Twin Brothers Tulsi and Basant, Great Famous Circus, Calcutta, India, 1989:
Photographer Mary Ellen Mark is the recipient of the 2014 Sony World Photography Awards' Outstanding Contribution to Photography, and features as part of the Sony World Photography Awards Exhibition now showing at Somerset House.
You can see a brief slideshow of her work here.
It's instructive to compare an "old school" photographer like Mark (she's now 74) to the younger prize winners. Mark's photos need only a title: they speak for themselves. By contrast, here's Matthew Baum, 3rd place in the Landscapes category:
Overlook is a record of places visited on road trips through the US. Through making these pictures, I reflect on questions of memory – both personal and collective – as well as the ways people assign meaning to place. The work also considers the complex relationship between pictorial and physical space, particularly within the triptych/panoramic format. The collapse of three dimensions onto two and the formal relationships that are established between the panels creates an image that is oddly abstract, yet somehow remains faithful to the physical and emotional experience of those moments.

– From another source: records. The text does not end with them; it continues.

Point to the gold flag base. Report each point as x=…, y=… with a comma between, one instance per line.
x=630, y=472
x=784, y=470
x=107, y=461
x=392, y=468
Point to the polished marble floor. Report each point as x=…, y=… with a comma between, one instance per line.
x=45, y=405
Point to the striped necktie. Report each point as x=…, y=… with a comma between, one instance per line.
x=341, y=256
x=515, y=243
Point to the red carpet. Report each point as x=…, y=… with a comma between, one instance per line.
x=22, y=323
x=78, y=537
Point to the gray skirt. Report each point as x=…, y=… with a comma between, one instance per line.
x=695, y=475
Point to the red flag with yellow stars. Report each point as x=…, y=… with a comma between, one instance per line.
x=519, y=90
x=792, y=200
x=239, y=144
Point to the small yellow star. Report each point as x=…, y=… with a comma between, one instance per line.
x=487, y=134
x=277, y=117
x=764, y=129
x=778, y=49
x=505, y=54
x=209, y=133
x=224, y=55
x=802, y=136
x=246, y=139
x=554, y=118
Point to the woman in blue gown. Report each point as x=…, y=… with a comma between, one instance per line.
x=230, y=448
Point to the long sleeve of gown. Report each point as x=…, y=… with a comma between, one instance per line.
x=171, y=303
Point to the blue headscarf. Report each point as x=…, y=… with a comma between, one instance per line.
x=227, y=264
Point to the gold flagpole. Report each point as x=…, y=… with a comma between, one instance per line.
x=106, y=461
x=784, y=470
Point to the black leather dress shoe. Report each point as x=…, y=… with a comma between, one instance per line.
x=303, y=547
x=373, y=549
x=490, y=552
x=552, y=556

Or Amanda Harman, Ist place in Still Life, with some pleasant but unremarkable pictures of a garden:
A series of accidental still lives, made around the glasshouses, potting sheds and scullery of a country house. The images seek to make visible the unseen work of the gardeners. The settings depicted and revealed in these photographs refer to worldly processes: the inferred eventual death of the plant alludes to our own. These images speak softly, of the ordinariness in the extra ordinary: conception, birth, life, ageing, and death.
The photographs merely form an accompaniment here to the verbal (and indigestible) main course.